Andy: Für mich war der Hauptaspekt immer „Realismus“ – das ist die Herausforderung, und daraus folgt dann alles weitere. Wie fühlt es sich wirklich an, ein richtiger Soldat in einem richtigen Krieg zu sein, und nicht einfach „nur“ ein Actionheld aus einem Hollywoodstreifen, wie wir ihn in so vielen anderen Spielen finden?

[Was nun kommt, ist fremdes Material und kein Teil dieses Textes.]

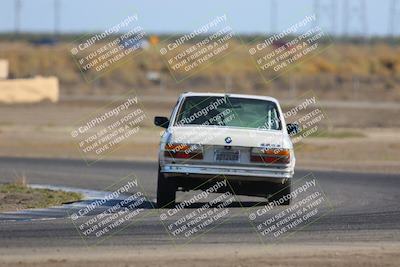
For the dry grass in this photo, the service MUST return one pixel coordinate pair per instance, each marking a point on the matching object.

Mike: Aus einer Gameplay- und Simulations-Perspektive heraus hat das ursprüngliche Flashpoint vieles richtig gemacht, und all das wurde beibehalten. Aber ich hatte nie ein „Wow, das war heftig!“-Gefühl, ich fühlte mich nie wirklich von der Größe des Konfliktes überwältigt, und habe nie wirklich die Härte des Kampfes gespürt. Audio und visuelle Eindrücke müssen zusammenarbeiten, um diese Art von Gefühl hervorzurufen, ansonsten gibt es immer einen gewissen Abstand. Einige Spiele sind da dichter rangekommen, und wir haben vor viel, viel dichter an diese spürbare und persönliche Erfahrung heranzukommen. Das gilt auch für die ruhigeren Momente, wie zum Beispiel auf langen Reisen zwischen zwei Missionszielen, auch hier sind die Atmosphäre und die Beleuchtung sehr wichtig, damit sich die Transportsequenzen genauso real anfühlen wie das der Kampfeinsatz tut. Das Terrain ist grösstenteils naturbelassen, und so gibt es einen starken Fokus darauf, das alles auch visuell ansprechbar zu verpacken. Die visuellen und technischen Ziele für OFP2 sind unglaublich ambitioniert, und ich möchte an diesem Punkt noch nicht zuviel darüber verraten, aber als ich zusah, wie unsere interne Neon Engine ((die inzwischen in der zweiten Generation als EGO Engine wiedergeboren ist und bei GRID zu bestaunen ist, anm. Des Übersetzers)) zu dem wurde, was wir visuell in DiRT gesehen haben, da wurde uns klar wie unglaublich viel wir damit bewerkstelligen können. Das ist alles sehr sehr aufregend für uns.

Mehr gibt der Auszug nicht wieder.